# Need help: Upgrading Macbook late 2008 with new Hard Disk



## djtleek (Aug 15, 2004)

I am looking to upgrade the stock 5400rpm 320GB hard drive in my late 2008 aluminum unibody Macbook to a Seagate Momentus XT 750 Hybrid Drive.

My current HD has a 250GB partition for OSX and a 70GB partition for Windows 7. Also, its important to note that I just recently (within the last week) upgraded the OSX partition from Snow Leopard to Lion. Therefore, I can currently dual-boot into Lion or Windows 7 by holding down the option key at start-up and selecting which partition to boot into.

If I want to upgrade to the new 750GB drive, and use 375GB for OSX and the other 375GB for Windows 7, what is the easiest way to do this? I don't have the Windows 7 disc anymore, so reinstalling it isn't an option unless I go out and buy a new copy I guess.

My thought was to clone the old hard drive to the new one, then somehow inflate the partition sizes after I have the new drive installed, but I see other threads that indicate that cloning will not work with Lion since there is a hidden "Recovery Partition" of some sorts and cloning only copies the main partition.
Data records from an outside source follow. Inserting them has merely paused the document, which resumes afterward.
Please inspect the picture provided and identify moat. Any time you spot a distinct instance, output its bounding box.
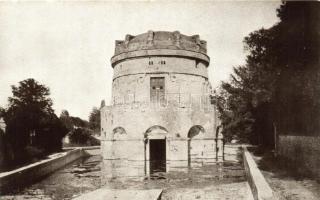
[1,147,250,200]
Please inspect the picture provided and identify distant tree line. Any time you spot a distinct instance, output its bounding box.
[0,79,100,171]
[1,79,67,169]
[60,107,100,146]
[216,2,320,147]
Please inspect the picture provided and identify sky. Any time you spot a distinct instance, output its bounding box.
[0,1,280,119]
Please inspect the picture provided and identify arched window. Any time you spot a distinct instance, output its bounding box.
[112,126,127,139]
[188,125,205,139]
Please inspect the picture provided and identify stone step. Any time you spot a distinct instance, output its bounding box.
[74,188,162,200]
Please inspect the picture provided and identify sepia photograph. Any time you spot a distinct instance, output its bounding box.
[0,0,320,200]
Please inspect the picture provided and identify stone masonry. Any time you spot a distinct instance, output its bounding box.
[101,31,221,177]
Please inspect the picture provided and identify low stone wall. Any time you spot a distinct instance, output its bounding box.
[243,147,276,200]
[278,135,320,177]
[0,148,85,194]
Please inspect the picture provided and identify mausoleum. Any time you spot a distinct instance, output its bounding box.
[101,31,221,177]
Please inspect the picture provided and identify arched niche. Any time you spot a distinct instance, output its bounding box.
[112,126,127,139]
[188,125,205,139]
[144,125,168,139]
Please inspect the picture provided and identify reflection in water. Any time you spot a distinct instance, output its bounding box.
[150,160,166,179]
[1,145,245,200]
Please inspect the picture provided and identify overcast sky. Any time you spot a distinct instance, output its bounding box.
[0,1,280,119]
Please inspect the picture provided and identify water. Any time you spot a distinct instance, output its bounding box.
[0,145,246,200]
[0,156,101,200]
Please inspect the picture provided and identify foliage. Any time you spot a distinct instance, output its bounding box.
[216,2,320,146]
[68,128,100,146]
[89,107,100,132]
[3,79,67,165]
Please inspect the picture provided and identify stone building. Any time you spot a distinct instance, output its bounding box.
[101,31,221,177]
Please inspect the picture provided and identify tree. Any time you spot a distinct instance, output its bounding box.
[60,110,74,132]
[4,79,67,164]
[89,107,100,132]
[217,2,320,146]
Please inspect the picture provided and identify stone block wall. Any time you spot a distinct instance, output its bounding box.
[278,135,320,177]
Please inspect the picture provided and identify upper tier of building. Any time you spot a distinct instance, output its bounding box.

can anyone help me ou with what I'm trying to do here?:banghead:


----------



## sinclair_tm (Mar 11, 2005)

Being you are trying up partition size as well, I don't think there is a simple way to do this for you. The best and safest thing is to reinstall everything new. But Google comes up with instructions on how to use an app by the name of WinClone to do the job of moving the Windows partition. I've never used it, so I don't know how or if it works. I've never had luck cloning Windows on other PCs myself, so I avoid it as much as possible.


----------